I was fortunate to be given a copy of this book through Love Books and the author in exchange for a fair and honest review
Living in her aunt’s lighthouse at Beachy Head, recently separated Imogen is doing her best to carve out a new life as a writer. Her teenage son is living with his father and displays indifference to her at every turn, her ex has a younger model and her aunt is in Jersey recuperating at her cousin’s home. But how will a middle-aged woman, used to life in suburbia, cope living on a rural headland and perhaps most poignantly a mere stone’s throw from the lighthouse where her own father died in a tragic accident. Aunt Dorothy has started to send Imogen pages, well excerpts really from her father’s diary, but she is being very mysterious as to why she won’t just send her the whole thing.
Imogen is struggling to find a plot for her novel and definitely does not want to go with her ex-husband Ewan’s idea to write about her own father. It is whilst she is driving in Ewan’s old car that she inserts a CD and falls helplessly in love with a piece of flamenco guitar music. She feels the “beautiful but unbearable melody” and as she stops the car to listen, wonders how she had not before “understood the anger in sadness”. So begins the second thread of the storyline as Imogen takes the bold step to contact the guitarist on Twitter, setting the wheels in motion for new friendships and relationships.
Imogen finds herself making a new best friend in Jules, who helps her to put some of the demons surrounding her parents’ marriage and then her father’s death to rest. In return Imogen introduces Jules to the builder, Dylan, employed by her aunt to undertake an endless list of works at the lighthouse. Meanwhile the tweets to and from Spain are growing as the guitarist Santiago explains that he needs an English teacher and perhaps Imogen can help him. His music career is fading and his manager has encouraged him into acting. Imogen finds herself drawn toward Santi and his close family more and more, as her novel starts to unfold and her imagination mixes fact and fiction.
Her Twitter friendship is unfolding alongside her reading and learning more of her father in his diary, even finding that he also had a penpal – of the more traditional variety! The diary reveals secrets that make Imogen question everything about her past and throw caution to the wind with a visit to Madrid and a man who she only knows through “140 character” messages.
Pin for later
I would class this as a contemporary romance novel, but with a difference. There are romance novels and films where it is too easy to unravel the whole plot in the first five minutes – too predictable and one dimensional. This book is not like that and Cherry Radford has written enough twists and turns to keep you guessing. The lighthouse storyline about her father lends some intrigue, whilst the Spanish storyline adds another whole dimension. The characters are believable, and I think the fact that some are more likeable than others shows that they are well portrayed. Imogen’s relationship with son Ollie had me laughing as it rang lots of bells, particularly as I have a teen Olly too and I really enjoyed the scenes of the blossoming relationship with new friend Jules. I would definitely enjoy a night at the pub with these ladies (this was their first proper meeting place!) – they are chalk and cheese, but this just adds to the humour.
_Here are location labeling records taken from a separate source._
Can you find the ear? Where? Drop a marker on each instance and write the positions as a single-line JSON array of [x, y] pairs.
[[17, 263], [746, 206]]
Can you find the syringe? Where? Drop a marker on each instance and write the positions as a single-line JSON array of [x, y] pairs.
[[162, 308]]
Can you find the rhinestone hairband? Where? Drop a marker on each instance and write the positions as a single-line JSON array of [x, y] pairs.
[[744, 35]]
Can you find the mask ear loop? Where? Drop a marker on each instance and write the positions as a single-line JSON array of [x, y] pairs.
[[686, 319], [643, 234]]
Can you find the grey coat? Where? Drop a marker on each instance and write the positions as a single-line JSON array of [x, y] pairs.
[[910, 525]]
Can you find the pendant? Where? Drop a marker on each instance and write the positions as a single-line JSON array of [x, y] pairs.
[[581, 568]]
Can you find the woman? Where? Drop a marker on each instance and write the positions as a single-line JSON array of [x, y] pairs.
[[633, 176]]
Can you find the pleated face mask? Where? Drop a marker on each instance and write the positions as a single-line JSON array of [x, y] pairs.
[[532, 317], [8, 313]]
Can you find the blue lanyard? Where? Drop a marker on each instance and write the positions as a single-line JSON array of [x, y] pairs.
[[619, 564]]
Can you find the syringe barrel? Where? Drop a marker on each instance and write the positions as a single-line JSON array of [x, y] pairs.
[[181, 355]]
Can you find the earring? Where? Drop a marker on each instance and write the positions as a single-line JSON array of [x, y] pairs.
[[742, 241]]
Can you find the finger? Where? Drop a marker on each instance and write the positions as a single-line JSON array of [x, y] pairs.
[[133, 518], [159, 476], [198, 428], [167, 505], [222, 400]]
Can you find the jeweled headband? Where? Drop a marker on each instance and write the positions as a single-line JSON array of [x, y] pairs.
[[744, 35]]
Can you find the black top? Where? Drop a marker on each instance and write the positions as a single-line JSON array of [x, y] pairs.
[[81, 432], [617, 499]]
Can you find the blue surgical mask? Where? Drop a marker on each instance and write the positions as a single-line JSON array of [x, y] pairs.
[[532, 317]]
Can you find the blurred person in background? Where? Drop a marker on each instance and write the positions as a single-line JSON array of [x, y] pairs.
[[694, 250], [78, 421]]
Using social media to set up a “friendship” is genius, resembling so much of life today, and the communication barriers down to language mistakes are at times hilarious. There is a whole storyline describing Santi’s life and family in Madrid, which you must discover for yourself alongside Imogen…I don’t want to give anything away….but his early referrals to her as “the English woman” and how he views her as stereotypical English with her pale red hair and shy freckled body are very funny. The characters in the book all grow, not necessarily in the ways that the reader expects or wants, but relationships develop and become clearer as the storyline unfolds.
There are some very atmospheric descriptions of both the south coast of England, particularly of the rain and mist sweeping in, and also of historic Madrid where Imogen gains inspiration for her own novel.
I really enjoyed Cherry Radford’s style of writing and will be returning for more of her novels. I found this an easy going read – I actually read it within a couple of days – with a bit of history (the lighthouses), some intrigue, friendships, tears and love. Plus lots of laughter – from me at least!
About the Author
Cherry Radford was a piano teacher at the Royal Ballet Junior School, a keyboard player in a band, and then a research optometrist at Moorfields Eye Hospital in London before suddenly writing her first novel in the middle of a scientific conference in 2009. She now lives in Eastbourne and Almeria (Spain).
Her first 2 novels are available from Amazon and she is now thrilled to have signed with the wonderful Urbane Publications, who will publish The Lighthouse Keeper’s Daughter in Spring 2018.